An ecologist on a mission to create a ‘Homegrown National Park’ in the US has written a new book to get children inspired.
How do you get kids engaged with gardening and wildlife?
For US ecologist and entomologist Doug Tallamy, author of a new book on the subject, it starts with asking them to look closely at their backyard.
Did you see “a single animal - a bird, a bug, a snake, a mammal of any size - hop, fly, flutter, slither, crawl, or creep past?” he asks, “You’re right. You don’t. But you should.”
Tallamy has become a leading evangelist for the return of native plants and trees in America, as part of his mission to create a pollinator-friendly “Homegrown National Park”. There’s no limits on size; anyone with a yard, patio or windowsill can chip in.
And as Nature’s Best Hope: How You Can Save the World in Your Own Yard illustrates, no gardener is too young to take part either. The book is aimed at 11-14 year olds in time for Earth Day.
“The idea is that kids are the future stewards of our planet,” Tallamy tells AP. “My average audience is retired folks, but we can’t wait another generation. I get contacted by kids all the time, and this is stuff you can do and actually see results.”
The young reader's edition follows his influential 1999 book Nature’s Best Hope: A New Approach to Conservation that Starts in Your Yard, and has been adapted for middle schoolers by Sarah Thomson.
How can kids get involved in eco-friendly gardening?

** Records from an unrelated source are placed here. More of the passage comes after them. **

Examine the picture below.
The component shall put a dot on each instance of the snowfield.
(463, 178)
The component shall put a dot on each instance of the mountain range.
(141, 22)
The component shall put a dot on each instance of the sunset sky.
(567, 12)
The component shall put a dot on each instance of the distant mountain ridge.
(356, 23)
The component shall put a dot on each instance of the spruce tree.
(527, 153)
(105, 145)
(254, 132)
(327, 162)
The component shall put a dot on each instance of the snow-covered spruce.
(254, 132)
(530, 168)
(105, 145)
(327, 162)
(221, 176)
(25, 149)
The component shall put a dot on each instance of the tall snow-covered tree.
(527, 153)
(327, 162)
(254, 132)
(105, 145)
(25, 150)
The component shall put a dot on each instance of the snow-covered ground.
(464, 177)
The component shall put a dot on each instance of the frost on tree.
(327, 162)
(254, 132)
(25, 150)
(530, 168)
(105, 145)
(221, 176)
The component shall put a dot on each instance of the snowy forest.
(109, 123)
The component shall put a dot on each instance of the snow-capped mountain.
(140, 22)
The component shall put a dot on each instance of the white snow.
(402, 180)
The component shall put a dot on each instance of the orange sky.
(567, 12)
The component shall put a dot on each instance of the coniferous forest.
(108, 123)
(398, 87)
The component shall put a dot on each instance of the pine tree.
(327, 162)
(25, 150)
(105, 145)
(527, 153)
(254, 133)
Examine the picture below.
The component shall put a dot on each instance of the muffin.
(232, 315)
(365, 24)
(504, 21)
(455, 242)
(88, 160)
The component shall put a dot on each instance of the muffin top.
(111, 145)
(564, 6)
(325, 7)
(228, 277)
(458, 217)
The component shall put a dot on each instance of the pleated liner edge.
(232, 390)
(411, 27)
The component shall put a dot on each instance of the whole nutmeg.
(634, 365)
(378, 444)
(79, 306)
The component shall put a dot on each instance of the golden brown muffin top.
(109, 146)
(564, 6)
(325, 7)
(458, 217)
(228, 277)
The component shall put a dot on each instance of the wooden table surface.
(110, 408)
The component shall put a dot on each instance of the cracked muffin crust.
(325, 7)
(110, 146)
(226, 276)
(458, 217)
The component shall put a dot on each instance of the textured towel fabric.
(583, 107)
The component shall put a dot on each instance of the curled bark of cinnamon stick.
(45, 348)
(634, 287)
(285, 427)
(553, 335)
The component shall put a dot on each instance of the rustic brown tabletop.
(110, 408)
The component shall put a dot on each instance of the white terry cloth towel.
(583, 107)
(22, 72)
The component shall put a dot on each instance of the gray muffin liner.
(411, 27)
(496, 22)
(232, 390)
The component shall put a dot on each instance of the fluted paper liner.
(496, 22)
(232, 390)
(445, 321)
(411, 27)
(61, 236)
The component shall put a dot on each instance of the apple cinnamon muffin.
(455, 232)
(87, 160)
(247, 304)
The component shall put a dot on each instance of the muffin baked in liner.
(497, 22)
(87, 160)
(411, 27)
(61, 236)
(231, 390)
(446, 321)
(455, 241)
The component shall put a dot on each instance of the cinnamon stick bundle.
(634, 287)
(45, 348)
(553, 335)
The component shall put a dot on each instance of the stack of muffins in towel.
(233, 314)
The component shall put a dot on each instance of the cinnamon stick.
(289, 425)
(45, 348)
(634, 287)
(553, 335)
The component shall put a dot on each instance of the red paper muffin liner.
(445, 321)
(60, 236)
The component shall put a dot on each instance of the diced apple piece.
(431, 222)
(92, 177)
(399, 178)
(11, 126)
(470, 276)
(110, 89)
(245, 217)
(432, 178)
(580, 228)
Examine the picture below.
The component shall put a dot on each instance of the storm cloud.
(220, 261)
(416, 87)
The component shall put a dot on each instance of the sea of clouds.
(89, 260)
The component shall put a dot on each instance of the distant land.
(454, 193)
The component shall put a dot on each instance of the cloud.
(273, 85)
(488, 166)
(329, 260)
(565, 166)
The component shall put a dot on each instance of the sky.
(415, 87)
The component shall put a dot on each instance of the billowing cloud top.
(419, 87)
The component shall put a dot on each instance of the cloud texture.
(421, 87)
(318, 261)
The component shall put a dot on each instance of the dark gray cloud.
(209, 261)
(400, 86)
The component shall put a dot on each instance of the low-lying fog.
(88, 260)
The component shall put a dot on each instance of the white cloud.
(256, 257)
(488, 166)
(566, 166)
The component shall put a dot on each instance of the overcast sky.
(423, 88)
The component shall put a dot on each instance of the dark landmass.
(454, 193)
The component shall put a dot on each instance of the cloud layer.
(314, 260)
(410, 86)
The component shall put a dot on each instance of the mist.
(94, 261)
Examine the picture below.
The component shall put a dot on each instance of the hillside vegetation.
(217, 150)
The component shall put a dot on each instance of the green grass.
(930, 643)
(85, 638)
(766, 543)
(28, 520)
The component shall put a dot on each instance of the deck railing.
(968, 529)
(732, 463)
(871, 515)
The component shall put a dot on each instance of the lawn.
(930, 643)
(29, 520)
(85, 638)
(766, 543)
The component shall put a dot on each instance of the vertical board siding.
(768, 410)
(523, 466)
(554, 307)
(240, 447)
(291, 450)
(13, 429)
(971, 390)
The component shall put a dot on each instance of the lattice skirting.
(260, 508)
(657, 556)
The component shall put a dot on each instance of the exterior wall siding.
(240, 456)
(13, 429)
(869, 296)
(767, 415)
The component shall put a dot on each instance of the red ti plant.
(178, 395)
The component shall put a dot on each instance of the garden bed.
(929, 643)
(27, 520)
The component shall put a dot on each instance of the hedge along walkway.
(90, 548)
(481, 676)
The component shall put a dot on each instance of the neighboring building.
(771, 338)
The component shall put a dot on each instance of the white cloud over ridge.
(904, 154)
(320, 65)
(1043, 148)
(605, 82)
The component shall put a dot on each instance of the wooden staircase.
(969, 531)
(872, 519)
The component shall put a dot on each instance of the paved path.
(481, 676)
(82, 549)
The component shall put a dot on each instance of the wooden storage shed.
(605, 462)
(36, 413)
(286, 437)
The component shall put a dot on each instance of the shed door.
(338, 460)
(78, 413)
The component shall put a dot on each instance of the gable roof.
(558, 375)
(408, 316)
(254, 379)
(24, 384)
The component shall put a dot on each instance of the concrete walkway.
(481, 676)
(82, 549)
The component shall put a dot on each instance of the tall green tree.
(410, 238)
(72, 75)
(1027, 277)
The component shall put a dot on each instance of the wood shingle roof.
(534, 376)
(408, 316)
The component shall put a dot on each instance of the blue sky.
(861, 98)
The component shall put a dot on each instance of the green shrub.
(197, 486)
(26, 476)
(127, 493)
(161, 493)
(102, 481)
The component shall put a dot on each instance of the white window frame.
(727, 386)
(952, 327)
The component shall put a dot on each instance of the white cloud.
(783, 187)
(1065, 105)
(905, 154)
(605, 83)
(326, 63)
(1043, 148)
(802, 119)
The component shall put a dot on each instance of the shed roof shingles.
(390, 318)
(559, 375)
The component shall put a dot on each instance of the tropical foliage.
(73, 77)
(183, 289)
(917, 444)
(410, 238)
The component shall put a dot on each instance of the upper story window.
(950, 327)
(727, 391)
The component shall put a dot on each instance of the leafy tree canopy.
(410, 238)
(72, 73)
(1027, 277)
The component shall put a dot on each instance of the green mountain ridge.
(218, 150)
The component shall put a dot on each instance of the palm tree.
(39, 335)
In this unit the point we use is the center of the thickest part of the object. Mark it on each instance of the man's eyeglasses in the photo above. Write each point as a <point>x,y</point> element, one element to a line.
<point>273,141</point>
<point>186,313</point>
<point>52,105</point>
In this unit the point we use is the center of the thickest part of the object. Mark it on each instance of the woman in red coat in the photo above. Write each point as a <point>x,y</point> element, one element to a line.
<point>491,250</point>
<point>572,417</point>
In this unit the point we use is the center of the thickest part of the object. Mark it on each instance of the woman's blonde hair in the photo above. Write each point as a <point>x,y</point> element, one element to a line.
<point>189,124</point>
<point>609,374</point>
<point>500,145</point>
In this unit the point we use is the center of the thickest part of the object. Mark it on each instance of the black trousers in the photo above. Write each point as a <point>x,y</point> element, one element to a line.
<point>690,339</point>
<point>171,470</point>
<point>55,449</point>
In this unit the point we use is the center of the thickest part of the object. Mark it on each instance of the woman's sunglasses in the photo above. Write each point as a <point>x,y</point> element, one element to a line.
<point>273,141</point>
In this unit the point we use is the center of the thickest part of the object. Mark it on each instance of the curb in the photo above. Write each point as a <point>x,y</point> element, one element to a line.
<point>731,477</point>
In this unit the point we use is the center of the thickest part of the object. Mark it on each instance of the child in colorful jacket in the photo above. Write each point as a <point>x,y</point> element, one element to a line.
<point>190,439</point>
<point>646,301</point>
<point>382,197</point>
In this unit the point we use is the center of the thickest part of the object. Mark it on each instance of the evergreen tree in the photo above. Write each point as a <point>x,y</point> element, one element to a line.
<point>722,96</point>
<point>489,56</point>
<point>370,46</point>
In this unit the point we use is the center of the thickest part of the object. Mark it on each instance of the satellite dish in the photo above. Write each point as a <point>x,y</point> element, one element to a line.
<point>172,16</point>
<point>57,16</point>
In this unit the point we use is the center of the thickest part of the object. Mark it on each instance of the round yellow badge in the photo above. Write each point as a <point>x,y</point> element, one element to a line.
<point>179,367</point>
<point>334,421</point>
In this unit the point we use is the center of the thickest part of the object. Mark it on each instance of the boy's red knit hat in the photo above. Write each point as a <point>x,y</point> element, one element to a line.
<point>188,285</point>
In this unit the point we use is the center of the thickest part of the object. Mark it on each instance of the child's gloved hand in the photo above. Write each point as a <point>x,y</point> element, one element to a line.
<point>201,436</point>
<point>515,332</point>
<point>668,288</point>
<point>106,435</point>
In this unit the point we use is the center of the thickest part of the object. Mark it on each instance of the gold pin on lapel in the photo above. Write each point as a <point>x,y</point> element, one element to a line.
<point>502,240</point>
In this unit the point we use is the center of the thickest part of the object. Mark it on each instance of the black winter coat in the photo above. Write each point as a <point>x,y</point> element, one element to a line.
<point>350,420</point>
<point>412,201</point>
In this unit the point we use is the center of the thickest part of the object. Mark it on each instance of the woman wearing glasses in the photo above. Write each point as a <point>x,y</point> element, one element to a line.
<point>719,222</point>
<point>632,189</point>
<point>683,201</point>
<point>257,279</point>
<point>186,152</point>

Little things can make a big difference.
“You don’t have to worry about the entire planet. Just do something about the little piece of the planet that you can do something about. That’s really motivating for parents as well as kids,” Tallamy says.
_Nature's Best Hope_lists easy changes that kids can make at home to create better habitat for insects and birds.
For instance, switch out a white lightbulb on your porch for a yellow one that’s less attractive to insects. Reduce the amount of lawn. Or plant some native plants.
The book includes a few easy projects like building a “bee hotel” out of an empty metal can and strips of paper, or covering window wells so little creatures don’t get trapped in them.
“Or just plant an acorn. It’s free and easy and you can watch it grow, and it makes a big difference,” Tallamy says.
He envisions all the little pollinator-friendly patches - a proliferation of gardens and public spaces - sewn loosely together to form Homegrown National Park.
The nationwide movement also encourages parks, playgrounds, schools and colleges, hospitals and office buildings, golf courses and even airports to join in.
Teachers are on board too
Spreading the word that what we do at home can improve the environment is important, says Tai Montanarella. She teaches kindergarten through high school kids about native plants as the New York Botanical Garden’s associate director of school and out-of-school programming.
“At the heart of Tallamy’s book is the observation of plants, and the interaction between plants and birds and insects. It underscores the connectivity of our food web and of society,” says Montanarella.
“Kids sometimes feel a greater sense of urgency and call to action than adults. Many of these ideas seem sensible and practical for kids, while they can be a heavier lift for adults sometimes.”
What other books are good for teaching kids about the natural world?
For younger children, Montanarella recommends the picture book ‘The Garden Next Door’ by Collin Pine (River Horse Books), about children who investigate why their neighbour's yard has more birds, fireflies and other natural wonders than their own.
And she recommends the list of books for children and teens compiled by the New York Botanical Garden's LuEsther T. Mertz Library on its website.
Adults, Montanarella says, can be more receptive to messages when they come from passionate kids.
Kids can influence adults to garden better
In Pelham, New York, Anna Simonsen-Meehan had all the English ivy removed from her property border and gently asked her neighbours if they’d consider doing the same, since it’s invasive and creeps into her native plantings. Nothing happened.
But when her 7-year-old son, Alrik, recently encountered one of the neighbours on the sidewalk and gave him an impassioned lecture about how invasive English ivy is, the man listened carefully.
“I mean, what else can you do when a child is speaking with such sincerity and passion?” his mother said. And now the ivy is gone.
“I said, ‘Don’t you want to remove that ivy? It’s invasive.’ He was definitely listening,” recalled Alrik, who has been involved in removing invasive plants and encouraging native ones both at home and in the community.
“Nature is everywhere,” Tallamy writes in the introduction to Nature's Best Hope, after asking kids to spend five minutes looking outside. “That’s a good thing because human beings like you and me wouldn’t last a day without it.”
“That’s what this book is about - how to create a yard that is a real part of the natural world. The kind of yard where, if you look closely, something is moving.”